Mais l’intérêt du livre va très au-delà de ce constat amusé ; et l’auteur de L’esprit du haïku est si intelligent que, revenant avec émotion sur ses années de formation en compagnie d’un maître incomparable qui avait fait de ce qu’on n’appelait pas encore le dialogue interculturel sa raison de vivre, il réussit à mettre le doigt sur les deux éléments indispensables à un Occidental s’il veut goûter la saveur authentique du haïku dans son originalité.

D ‘abord, il y a la place qu’y occupe la connaissance approfondie d’une tradition littéraire remontant à la fois à l’apport de la culture chinoise classique, importée volontairement dès le Ve siècle, et à l’influence du bouddhisme (notamment de son amour pour tout ce qui est vivant) arrivé de l’Inde médiévale via de nouveau la Chine et peut-être surtout la Corée.

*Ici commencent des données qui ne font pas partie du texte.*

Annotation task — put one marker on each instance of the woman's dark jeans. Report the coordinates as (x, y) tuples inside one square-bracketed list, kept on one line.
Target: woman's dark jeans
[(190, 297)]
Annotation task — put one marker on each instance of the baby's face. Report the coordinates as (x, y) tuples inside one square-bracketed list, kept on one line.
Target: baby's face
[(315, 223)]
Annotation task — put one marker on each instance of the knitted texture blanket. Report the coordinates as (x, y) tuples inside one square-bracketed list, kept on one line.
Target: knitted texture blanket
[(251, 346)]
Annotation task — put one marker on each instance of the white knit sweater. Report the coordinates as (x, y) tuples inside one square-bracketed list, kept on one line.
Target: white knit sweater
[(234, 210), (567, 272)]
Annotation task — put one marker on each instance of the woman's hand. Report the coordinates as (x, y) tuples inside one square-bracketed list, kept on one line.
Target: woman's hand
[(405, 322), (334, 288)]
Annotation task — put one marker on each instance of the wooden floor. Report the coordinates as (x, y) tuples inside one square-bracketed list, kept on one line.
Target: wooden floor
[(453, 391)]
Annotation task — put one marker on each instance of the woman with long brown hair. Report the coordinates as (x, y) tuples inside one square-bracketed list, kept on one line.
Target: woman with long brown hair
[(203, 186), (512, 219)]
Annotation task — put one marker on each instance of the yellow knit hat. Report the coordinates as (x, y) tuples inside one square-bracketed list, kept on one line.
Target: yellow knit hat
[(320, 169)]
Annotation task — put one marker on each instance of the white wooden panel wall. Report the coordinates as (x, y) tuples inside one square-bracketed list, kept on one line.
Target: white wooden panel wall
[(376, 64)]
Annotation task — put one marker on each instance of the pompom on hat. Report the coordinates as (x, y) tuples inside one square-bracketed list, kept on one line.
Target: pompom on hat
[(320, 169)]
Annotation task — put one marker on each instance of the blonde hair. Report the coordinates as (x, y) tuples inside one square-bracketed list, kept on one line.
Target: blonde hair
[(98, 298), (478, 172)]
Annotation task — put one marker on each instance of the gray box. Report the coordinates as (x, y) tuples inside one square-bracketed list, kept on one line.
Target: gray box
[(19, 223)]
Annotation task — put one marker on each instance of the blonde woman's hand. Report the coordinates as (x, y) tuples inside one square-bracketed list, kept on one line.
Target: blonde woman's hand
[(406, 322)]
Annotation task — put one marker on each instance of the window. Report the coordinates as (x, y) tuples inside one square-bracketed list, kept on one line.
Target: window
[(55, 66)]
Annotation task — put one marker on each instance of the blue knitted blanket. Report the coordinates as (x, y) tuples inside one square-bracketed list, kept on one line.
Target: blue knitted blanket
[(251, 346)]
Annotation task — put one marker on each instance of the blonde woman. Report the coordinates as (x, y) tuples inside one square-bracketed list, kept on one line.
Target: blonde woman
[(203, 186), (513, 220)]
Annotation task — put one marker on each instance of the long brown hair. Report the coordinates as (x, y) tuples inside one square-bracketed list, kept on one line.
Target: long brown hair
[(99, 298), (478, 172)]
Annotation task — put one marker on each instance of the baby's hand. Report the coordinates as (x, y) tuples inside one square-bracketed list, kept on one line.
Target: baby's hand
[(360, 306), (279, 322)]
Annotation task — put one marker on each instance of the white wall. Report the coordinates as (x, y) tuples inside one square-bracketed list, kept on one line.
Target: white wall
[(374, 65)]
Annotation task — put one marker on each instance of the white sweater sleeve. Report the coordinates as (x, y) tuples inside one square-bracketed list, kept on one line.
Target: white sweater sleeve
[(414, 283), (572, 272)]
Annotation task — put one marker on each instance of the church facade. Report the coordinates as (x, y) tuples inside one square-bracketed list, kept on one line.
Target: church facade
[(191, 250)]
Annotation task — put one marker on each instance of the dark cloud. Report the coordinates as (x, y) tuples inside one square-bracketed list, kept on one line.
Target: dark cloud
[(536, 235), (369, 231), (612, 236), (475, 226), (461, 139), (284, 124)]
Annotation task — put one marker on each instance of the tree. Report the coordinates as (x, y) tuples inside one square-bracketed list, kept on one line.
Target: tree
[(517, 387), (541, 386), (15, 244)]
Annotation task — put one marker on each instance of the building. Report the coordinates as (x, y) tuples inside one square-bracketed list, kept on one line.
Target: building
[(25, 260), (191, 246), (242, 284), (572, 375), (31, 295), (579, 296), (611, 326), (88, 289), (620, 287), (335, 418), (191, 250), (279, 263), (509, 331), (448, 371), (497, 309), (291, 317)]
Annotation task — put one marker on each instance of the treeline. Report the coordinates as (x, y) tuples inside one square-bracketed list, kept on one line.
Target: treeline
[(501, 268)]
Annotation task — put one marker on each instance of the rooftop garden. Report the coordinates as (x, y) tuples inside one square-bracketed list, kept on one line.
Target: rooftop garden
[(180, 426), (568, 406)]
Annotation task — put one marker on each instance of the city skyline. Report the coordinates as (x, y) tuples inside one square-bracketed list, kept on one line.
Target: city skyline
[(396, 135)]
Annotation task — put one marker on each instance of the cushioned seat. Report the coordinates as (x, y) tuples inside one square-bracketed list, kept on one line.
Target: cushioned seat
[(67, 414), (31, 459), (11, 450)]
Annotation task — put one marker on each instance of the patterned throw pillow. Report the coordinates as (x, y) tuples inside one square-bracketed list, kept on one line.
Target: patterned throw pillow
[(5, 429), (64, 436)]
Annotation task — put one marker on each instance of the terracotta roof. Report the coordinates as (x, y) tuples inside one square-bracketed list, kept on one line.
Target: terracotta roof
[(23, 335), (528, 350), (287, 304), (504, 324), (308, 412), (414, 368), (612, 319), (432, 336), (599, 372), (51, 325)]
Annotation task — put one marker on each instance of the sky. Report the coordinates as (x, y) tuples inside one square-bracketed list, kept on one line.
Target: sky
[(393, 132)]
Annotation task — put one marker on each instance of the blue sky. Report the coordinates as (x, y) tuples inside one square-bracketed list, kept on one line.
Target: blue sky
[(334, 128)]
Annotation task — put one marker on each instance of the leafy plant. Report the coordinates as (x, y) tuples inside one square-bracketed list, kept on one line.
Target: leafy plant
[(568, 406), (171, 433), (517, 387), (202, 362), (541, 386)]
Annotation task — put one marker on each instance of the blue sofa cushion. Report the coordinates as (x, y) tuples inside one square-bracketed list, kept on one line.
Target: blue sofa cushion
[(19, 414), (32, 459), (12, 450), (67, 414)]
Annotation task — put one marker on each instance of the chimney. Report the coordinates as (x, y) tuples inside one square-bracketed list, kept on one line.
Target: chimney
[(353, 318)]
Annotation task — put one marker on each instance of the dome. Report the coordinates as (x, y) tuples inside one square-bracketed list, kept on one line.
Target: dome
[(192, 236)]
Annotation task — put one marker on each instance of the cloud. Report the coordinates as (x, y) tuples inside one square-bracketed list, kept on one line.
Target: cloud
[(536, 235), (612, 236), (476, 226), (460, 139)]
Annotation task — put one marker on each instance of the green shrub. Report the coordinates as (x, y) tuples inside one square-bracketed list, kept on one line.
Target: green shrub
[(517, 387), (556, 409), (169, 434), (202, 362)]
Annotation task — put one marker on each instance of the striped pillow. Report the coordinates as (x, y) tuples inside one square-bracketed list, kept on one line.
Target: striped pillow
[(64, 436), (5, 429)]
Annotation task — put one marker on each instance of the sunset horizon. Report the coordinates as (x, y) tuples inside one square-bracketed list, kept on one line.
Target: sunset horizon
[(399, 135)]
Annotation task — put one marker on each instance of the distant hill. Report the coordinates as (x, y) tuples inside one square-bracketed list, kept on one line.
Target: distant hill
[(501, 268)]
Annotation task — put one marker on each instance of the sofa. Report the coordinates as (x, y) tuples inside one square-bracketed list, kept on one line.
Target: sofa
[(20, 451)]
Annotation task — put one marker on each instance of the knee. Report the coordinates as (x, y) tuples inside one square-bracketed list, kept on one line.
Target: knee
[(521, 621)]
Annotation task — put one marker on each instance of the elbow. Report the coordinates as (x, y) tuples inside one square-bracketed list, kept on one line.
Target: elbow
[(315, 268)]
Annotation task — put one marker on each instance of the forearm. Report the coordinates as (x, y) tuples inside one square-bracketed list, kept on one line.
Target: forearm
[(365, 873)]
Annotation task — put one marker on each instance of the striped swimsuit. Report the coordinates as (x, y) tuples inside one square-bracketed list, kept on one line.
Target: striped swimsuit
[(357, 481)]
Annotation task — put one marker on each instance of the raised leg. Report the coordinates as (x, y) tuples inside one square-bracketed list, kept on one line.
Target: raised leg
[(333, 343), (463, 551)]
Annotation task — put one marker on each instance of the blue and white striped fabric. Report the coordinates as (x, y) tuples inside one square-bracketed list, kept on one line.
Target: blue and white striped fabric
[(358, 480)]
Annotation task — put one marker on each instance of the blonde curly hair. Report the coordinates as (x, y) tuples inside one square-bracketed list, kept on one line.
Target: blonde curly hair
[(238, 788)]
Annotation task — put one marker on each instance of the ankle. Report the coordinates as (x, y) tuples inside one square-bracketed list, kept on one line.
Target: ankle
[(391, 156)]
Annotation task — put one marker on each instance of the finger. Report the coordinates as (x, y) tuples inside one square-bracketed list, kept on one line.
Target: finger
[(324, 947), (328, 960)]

Bashô, à cet égard, est particulièrement éclairant, non qu’il soit essentiellement un poète savant aussi sophistiqué que jadis nos Grands Rhétoriqueurs et leurs successeurs de la Pléiade. Les réminiscences de la poésie chinoise sont nombreuses chez lui, et chaque kanji (ou caractère d’origine chinoise) est dans ses haïkus source de connotations que l’édition bilingue de La Table Ronde détaille pertinemment.

Mais c’est l’importance démesurée du rapport à la nature au sens le plus large (vie animale, présence de l’arbre et de la fleur, météorologie, beauté des paysages, harmonie de la terre et du ciel) qui donne à ces textes si succincts leur coloration unique.

L’« esprit du haïku », dans ces conditions, Torahiko Terada le souligne de manière on ne peut plus convaincante, se révèle inséparable d’un sentiment plus japonais en effet qu’universel : celui que l’individu est en totalité, corps et âme, immergé dans un formidable milieu naturel qui le dépasse, le submerge – l’effraie souvent – et le comble. Où l’on rejoint, en partie à travers le bouddhisme et l’attention portée par le Bouddha à toutes les créatures, la croyance plus matérialiste que mystique du moi nippon en l’infinité des puissances naturelles représentées, dans l’animisme foncier de ce peuple, par les millions de kami, démons ou dieux locaux qui émanent de tout ce qui existe. 

Alors oui, aucun Occidental ne peut comprendre cela sans connaître le Japon, sa terre volcanique fantasque, ses ciels changeants, son climat excessif, ses lieux sacrés. Autant dire que, pour lire le haïku, pour être comblé par lui, il faut se faire l’âme japonaise, savoir s’absorber dans le réel infime, et réagir aux allusions à un passé tumultueux de combats fratricides et de contemplations concrètes, grâce à un état d’esprit fait de disponibilité à l’extase et (indissolublement) à la tristesse, à l’exaltation et à l’inquiétude, un esprit que recèle ce mot intraduisible : kimochi, soit « impression », sensation née du pouvoir émotionnel du moindre détail. Tout est mono aware, chose susceptible d’émouvoir, à condition de savoir que l’émotion repose en fin de compte sur une certitude diffuse, celle de l’impermanence de toute chose (le mujô bouddhique) ou plus simplement de la coïncidence poignante entre la splendeur de l’univers reflétée dans la plus minuscule de ses manifestations et son irréversible fugacité. 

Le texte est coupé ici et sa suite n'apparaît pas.